Abbiamo assistito ad un’ enorme devastazione degli oliveti nel sud Italia che ha visto l’abbatimento di Ulivi Secolari.

Non esiste una cura per la malattia, pare che l’abbattimento degli alberi sia l’unico modo per fermare i focolai, ma gli alberi mostrano sintomi visibili addirittura anche a distanza di  un anno dall’ infestazione. Durante quel periodo, una vasta gamma di insetti succhiatori può diffondere la malattia.

Oggi speciali telecamere “iperspettrali” forniscono un sistema di allarme rapido rilevando sottili cambiamenti nel colore delle foglie.La nuova tecnica offre speranza nella battaglia contro la Xylella fastidiosa uno dei patogeni vegetali più pericolosi al mondo, che può infettare circa 350 specie diverse, tra cui agrumi e mandorli, oltre a querce, olmi e sicomori .

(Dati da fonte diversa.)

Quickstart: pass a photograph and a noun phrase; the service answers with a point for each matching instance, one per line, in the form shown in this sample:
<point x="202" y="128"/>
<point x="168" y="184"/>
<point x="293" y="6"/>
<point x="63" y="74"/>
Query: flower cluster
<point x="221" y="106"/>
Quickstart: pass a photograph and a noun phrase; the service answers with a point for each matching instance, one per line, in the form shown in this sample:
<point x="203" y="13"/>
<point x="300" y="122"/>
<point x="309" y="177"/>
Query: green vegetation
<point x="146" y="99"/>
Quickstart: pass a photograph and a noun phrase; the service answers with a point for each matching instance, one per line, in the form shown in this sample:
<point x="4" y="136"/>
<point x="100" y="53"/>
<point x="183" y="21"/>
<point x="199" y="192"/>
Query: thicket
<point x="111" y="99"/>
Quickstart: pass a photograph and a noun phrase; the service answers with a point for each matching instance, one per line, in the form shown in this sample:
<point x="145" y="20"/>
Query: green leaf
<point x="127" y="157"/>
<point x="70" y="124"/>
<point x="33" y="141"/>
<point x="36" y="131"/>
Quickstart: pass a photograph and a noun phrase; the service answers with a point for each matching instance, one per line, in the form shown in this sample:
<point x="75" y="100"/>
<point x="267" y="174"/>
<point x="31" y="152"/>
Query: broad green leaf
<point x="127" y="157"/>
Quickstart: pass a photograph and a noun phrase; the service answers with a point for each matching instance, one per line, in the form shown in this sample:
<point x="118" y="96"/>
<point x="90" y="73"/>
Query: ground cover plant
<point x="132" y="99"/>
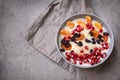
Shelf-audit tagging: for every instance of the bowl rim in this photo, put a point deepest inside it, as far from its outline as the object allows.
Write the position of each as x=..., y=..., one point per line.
x=112, y=42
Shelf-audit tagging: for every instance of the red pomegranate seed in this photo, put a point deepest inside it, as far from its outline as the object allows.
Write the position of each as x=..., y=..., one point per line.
x=81, y=51
x=68, y=57
x=80, y=62
x=92, y=62
x=101, y=30
x=85, y=60
x=86, y=48
x=103, y=55
x=69, y=37
x=66, y=53
x=74, y=62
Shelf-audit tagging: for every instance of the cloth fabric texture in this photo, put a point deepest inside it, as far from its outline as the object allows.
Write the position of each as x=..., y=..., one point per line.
x=42, y=32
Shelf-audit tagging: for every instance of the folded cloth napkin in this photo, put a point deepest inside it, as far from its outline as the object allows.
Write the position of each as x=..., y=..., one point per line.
x=42, y=32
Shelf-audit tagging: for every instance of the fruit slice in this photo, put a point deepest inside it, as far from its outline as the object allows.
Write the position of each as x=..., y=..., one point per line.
x=95, y=34
x=88, y=19
x=105, y=38
x=81, y=23
x=82, y=36
x=98, y=25
x=70, y=24
x=64, y=32
x=66, y=48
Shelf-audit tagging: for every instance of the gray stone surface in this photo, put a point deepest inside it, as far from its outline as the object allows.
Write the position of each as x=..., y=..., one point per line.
x=18, y=60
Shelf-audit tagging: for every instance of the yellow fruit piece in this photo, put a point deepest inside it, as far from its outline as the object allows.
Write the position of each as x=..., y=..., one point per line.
x=64, y=32
x=81, y=23
x=98, y=25
x=88, y=19
x=70, y=24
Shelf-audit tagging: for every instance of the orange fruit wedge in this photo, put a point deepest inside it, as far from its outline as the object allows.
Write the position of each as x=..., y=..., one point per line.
x=88, y=19
x=65, y=48
x=70, y=24
x=98, y=25
x=82, y=36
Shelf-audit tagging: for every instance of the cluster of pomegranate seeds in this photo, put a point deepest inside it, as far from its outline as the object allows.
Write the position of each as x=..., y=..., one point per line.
x=89, y=58
x=90, y=26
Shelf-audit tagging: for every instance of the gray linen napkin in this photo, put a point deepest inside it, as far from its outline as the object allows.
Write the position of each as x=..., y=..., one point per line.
x=42, y=32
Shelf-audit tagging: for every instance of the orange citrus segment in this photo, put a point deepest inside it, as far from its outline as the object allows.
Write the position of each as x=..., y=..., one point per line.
x=88, y=19
x=70, y=24
x=82, y=36
x=98, y=25
x=65, y=48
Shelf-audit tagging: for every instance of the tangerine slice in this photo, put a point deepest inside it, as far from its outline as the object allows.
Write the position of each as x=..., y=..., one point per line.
x=64, y=32
x=88, y=19
x=95, y=33
x=98, y=25
x=63, y=46
x=82, y=36
x=105, y=38
x=70, y=24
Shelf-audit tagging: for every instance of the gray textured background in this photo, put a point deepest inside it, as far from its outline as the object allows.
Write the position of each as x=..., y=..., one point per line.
x=18, y=60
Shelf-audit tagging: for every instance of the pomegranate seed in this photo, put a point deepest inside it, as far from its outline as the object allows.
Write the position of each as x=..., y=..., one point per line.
x=65, y=38
x=74, y=62
x=69, y=37
x=66, y=53
x=68, y=57
x=101, y=30
x=86, y=48
x=103, y=55
x=81, y=51
x=80, y=62
x=85, y=60
x=92, y=62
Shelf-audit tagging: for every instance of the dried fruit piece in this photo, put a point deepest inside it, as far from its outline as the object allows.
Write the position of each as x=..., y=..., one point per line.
x=66, y=48
x=98, y=25
x=81, y=37
x=88, y=19
x=64, y=32
x=70, y=24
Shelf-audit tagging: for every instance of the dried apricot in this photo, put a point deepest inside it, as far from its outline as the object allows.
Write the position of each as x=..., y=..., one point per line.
x=88, y=19
x=82, y=36
x=66, y=48
x=70, y=24
x=98, y=25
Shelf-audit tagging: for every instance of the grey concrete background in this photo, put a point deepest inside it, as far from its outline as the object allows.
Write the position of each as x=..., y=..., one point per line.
x=18, y=60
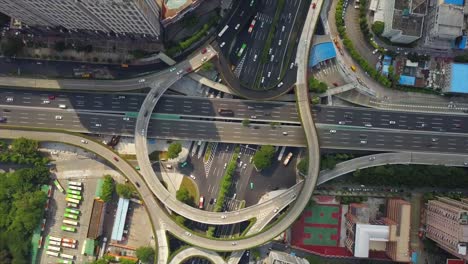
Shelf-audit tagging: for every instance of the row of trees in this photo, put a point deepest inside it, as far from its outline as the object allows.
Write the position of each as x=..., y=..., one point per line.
x=263, y=158
x=317, y=86
x=21, y=202
x=226, y=182
x=22, y=151
x=350, y=47
x=413, y=176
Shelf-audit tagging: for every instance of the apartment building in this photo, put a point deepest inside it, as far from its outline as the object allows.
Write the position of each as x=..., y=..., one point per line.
x=389, y=234
x=119, y=16
x=447, y=225
x=403, y=20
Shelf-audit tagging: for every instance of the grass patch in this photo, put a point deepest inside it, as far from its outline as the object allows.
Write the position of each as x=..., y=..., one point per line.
x=191, y=187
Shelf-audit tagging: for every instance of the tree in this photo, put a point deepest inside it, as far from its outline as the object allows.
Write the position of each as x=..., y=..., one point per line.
x=59, y=46
x=183, y=195
x=207, y=66
x=145, y=254
x=174, y=150
x=378, y=28
x=12, y=46
x=125, y=190
x=263, y=157
x=107, y=188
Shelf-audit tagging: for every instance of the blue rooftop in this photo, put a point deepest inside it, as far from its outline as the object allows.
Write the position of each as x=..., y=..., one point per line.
x=120, y=216
x=321, y=52
x=459, y=80
x=454, y=2
x=407, y=80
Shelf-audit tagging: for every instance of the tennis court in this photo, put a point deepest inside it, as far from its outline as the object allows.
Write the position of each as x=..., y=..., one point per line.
x=319, y=225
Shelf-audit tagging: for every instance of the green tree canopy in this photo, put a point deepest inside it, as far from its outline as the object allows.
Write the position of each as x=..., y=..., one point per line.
x=378, y=28
x=145, y=254
x=107, y=188
x=183, y=195
x=263, y=157
x=125, y=190
x=174, y=150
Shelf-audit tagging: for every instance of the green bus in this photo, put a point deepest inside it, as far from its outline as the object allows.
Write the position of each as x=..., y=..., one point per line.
x=72, y=211
x=73, y=192
x=68, y=228
x=241, y=50
x=71, y=216
x=77, y=197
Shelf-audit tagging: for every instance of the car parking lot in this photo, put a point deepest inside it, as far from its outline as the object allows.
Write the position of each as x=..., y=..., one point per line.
x=55, y=216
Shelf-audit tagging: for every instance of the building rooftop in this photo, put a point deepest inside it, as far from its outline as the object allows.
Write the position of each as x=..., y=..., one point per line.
x=450, y=20
x=459, y=78
x=120, y=216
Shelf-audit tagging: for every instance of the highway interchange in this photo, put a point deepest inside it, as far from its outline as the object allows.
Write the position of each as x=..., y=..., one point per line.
x=338, y=130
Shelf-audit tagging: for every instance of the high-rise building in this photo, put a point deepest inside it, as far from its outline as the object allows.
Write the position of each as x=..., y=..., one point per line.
x=119, y=16
x=389, y=234
x=403, y=20
x=447, y=225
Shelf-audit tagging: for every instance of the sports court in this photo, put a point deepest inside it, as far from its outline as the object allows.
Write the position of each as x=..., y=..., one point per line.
x=319, y=225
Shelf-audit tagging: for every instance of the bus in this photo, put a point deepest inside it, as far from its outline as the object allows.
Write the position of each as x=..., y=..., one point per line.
x=59, y=187
x=70, y=222
x=58, y=239
x=73, y=192
x=71, y=200
x=77, y=197
x=68, y=245
x=74, y=183
x=50, y=253
x=68, y=228
x=64, y=261
x=222, y=31
x=69, y=240
x=74, y=205
x=54, y=243
x=54, y=248
x=67, y=256
x=76, y=188
x=201, y=202
x=241, y=50
x=288, y=158
x=72, y=211
x=71, y=216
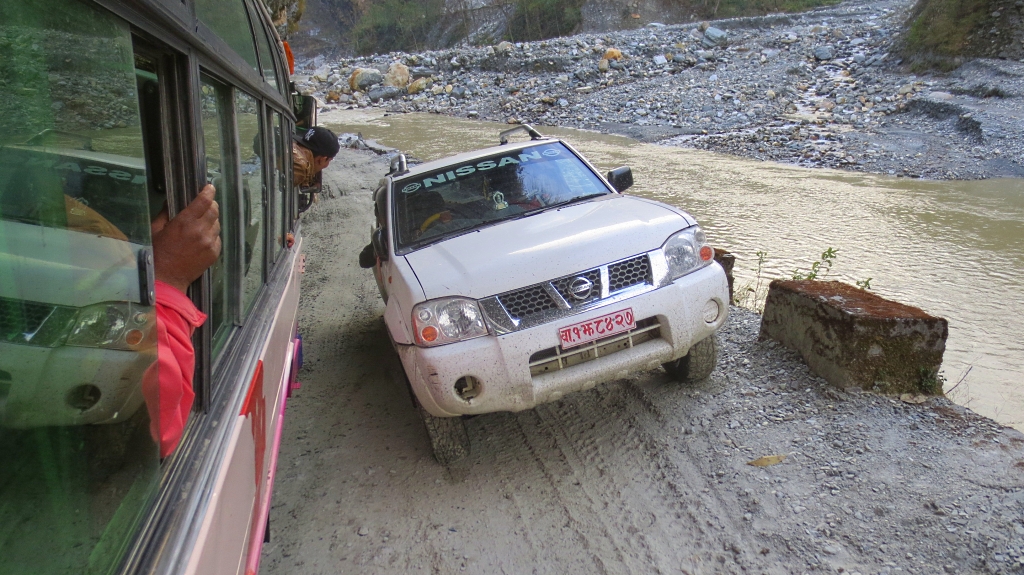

La nuova ricerca, pubblicata sulla rivista Nature Plants , dimostra come individuare gli alberi infetti mesi prima che i segnali siano visibili agli agricoltori. Sono stati analizzati oltre 7000 alberi di ulivo, la telecamera iperspettrale (con la quale si effettua il rilievo a 500 metri sopra i boschetti)  ha analizzato 250 bande di luce dal visibile all’infrarosso.
Dal rilievo
può essere valutato (con una risoluzione di 40-60 cm per ogni albero) il danno che l’infezione causa  alla fotosintesi e alla traspirazione, che è il modo in cui le piante attingono l’acqua alle loro foglie.

I ricercatori hanno usato programmi di intelligenza artificiale per rilevare sottili cambiamenti di colore causati da cambiamenti nei pigmenti che le piante usano per la fotosintesi, come la clorofilla. I cambiamenti nella traspirazione sono stati rilevati da cambiamenti nei dati dell’infrarosso termico: le piante che traspirano meno diventano più calde.

L’impronta digitale dell’infezione varia per diverse varietà di oliva, ma in boschetti specifici l’approccio ha rilevato gli alberi malati con una precisione superiore al 90%, con pochissimi falsi allarmi, se confrontati con i risultati del test del DNA sulla linfa dell’albero.